Cefdinir is also approved to treat upper and lower respiratory tract infections. Upper respiratory tract infections include sinusitis, pharyngitis, and tonsillitis. Lower respiratory tract infections include community-acquired pneumonia, which cefdinir can treat in adults and children 13 years of age and older.
Amoxicillin is approved to treat ear, nose, and throat infections like sinusitis, pharyngitis, and tonsillitis. Amoxicillin is also approved to treat lower respiratory tract infections such as community-acquired pneumonia caused by streptococcus pneumonia. Unlike cefdinir, amoxicillin is also commonly used to treat gonorrhea and H. Cefdinir is effective against infections caused by gram-positive bacteria including Staphylococcus aureus , Streptococcus pneumoniae penicillin-susceptible strains only , and Streptococcus pyogenes.

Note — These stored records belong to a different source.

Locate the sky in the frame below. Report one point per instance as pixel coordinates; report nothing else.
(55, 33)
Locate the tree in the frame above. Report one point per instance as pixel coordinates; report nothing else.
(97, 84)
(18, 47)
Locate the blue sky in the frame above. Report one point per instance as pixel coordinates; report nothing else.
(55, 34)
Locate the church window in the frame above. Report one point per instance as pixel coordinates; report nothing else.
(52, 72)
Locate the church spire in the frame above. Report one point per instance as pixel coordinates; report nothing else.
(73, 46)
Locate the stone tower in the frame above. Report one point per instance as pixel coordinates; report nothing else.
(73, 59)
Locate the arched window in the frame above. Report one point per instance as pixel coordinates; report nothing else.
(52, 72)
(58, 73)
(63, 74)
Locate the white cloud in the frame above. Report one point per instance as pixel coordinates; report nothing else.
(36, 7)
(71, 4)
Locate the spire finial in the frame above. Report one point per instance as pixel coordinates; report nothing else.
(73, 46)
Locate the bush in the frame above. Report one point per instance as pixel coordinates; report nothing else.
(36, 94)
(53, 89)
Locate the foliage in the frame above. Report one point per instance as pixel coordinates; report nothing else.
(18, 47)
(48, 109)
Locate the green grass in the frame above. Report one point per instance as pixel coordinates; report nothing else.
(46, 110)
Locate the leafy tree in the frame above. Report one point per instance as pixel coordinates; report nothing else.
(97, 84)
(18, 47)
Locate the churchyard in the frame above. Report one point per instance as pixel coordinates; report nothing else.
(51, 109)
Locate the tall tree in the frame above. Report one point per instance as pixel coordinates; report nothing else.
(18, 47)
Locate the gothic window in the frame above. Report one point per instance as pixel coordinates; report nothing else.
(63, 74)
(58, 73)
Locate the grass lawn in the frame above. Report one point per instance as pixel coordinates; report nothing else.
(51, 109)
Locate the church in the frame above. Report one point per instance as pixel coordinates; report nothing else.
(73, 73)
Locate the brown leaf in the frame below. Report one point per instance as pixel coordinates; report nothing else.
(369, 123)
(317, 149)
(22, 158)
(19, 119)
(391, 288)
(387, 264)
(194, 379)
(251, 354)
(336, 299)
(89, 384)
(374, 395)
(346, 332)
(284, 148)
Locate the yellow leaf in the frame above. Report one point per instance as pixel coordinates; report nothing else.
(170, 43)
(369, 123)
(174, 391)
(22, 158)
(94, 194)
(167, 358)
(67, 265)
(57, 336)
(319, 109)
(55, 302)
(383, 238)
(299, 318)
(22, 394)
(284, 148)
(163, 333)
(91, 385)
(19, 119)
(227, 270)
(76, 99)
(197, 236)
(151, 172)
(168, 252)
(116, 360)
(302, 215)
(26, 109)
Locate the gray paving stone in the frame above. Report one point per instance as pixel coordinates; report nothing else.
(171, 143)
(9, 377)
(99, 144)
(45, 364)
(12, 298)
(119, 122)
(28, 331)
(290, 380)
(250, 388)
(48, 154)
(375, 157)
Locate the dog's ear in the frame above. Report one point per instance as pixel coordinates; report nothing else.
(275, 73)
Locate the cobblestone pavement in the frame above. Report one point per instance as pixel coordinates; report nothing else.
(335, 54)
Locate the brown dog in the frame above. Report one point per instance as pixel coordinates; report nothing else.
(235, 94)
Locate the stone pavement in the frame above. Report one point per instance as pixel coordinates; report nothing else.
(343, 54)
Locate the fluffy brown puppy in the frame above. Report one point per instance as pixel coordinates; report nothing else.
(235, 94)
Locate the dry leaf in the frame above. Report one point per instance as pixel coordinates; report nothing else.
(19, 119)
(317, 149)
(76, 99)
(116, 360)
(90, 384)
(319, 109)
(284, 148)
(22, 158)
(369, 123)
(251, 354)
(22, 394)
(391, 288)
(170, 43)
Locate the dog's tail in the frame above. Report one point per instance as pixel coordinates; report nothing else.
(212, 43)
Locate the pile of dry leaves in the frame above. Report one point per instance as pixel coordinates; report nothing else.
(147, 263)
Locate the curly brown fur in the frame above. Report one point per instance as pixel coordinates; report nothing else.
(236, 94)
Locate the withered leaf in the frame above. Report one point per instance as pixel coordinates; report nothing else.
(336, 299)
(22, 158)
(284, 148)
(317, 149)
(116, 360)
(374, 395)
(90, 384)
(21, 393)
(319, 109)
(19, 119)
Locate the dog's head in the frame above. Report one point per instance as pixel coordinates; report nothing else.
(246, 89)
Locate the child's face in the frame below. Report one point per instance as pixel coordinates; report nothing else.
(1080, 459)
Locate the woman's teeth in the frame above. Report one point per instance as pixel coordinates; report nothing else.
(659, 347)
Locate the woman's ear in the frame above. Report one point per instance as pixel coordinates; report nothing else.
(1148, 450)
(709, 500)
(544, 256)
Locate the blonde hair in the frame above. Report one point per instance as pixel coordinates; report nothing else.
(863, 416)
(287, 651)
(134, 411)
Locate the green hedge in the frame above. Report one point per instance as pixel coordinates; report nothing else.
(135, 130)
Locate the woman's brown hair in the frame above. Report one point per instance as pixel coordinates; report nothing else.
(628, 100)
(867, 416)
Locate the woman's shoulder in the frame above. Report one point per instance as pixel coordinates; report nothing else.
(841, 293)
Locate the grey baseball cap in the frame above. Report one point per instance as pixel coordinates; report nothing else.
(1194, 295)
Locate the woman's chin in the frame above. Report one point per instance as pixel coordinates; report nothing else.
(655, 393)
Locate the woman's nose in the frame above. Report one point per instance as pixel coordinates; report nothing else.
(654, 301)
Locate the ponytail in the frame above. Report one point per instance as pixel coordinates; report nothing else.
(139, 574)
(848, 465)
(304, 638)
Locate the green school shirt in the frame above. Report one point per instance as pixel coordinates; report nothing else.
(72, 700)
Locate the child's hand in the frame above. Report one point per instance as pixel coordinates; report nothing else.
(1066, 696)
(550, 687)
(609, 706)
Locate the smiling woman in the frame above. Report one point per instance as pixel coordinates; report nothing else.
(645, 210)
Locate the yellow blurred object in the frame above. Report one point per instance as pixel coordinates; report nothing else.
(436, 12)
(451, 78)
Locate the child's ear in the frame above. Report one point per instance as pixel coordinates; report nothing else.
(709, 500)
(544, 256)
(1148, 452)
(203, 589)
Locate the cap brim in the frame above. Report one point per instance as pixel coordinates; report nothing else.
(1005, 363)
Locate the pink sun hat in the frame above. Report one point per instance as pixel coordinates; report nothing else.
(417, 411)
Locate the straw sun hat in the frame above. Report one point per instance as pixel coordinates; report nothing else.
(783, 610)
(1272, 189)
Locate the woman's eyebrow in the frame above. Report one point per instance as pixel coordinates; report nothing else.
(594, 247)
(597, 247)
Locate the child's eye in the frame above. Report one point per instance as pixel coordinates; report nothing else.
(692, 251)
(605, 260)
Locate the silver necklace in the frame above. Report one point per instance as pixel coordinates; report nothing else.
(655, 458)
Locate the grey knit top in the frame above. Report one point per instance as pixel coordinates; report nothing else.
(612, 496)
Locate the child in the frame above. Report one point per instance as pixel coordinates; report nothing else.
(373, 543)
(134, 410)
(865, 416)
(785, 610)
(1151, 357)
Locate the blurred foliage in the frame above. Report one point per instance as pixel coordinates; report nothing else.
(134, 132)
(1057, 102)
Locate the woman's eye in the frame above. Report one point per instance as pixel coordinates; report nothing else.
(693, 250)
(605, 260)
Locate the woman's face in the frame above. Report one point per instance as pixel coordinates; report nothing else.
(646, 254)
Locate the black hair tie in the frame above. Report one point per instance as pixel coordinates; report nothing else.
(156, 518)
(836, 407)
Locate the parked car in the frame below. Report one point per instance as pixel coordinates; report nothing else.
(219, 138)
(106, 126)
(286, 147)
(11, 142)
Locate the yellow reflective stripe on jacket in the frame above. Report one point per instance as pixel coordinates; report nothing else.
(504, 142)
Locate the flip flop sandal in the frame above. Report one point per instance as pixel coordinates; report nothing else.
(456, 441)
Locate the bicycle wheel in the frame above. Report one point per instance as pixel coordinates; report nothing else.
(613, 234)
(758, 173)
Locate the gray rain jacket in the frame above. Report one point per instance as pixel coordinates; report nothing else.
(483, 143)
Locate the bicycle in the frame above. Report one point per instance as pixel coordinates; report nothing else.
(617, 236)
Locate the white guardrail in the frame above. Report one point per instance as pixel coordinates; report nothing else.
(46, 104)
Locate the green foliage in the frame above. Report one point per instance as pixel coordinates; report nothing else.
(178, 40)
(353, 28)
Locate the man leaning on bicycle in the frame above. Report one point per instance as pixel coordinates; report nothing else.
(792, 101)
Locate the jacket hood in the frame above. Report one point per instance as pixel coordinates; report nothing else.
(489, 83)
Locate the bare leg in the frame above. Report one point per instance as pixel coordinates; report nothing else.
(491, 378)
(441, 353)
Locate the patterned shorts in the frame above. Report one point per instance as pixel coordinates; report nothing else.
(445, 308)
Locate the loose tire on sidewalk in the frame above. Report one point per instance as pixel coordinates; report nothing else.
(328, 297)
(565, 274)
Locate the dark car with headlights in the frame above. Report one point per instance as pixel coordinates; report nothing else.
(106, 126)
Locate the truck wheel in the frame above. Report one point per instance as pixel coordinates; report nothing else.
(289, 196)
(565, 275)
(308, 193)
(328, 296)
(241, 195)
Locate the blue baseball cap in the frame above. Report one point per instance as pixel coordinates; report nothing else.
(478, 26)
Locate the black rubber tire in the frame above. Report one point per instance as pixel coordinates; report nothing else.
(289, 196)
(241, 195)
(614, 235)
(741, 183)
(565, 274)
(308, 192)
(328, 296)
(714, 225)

Cefdinir is also effective against gram-negative bacteria such as Haemophilus influenzae , Haemophilus parainfluenzae , and Moraxella catarrhalis. Amoxicillin is effective against infections caused by gram-positive bacteria such as Streptococcus and Staphylococcus species.
Amoxicillin is also active against gram-negative bacteria including Haemophilus influenzae , Escherichia coli , Helicobacter pylori , and Neisseria gonorrhoeae. There are not many strong studies that have been performed to show a direct comparison of cefdinir and amoxicillin. The effectiveness of these antibiotics will depend on which bacteria is causing the infection. Talk to your doctor or healthcare provider about which antibiotic will work best for you.
As generic antibiotics, cefdinir and amoxicillin are widely available. Almost all Medicare Part D and insurance plans will cover cefdinir and amoxicillin. Amoxicillin is available in generic and brand-name versions.
The most common side effects associated with cefdinir and amoxicillin are diarrhea, nausea, and vomiting.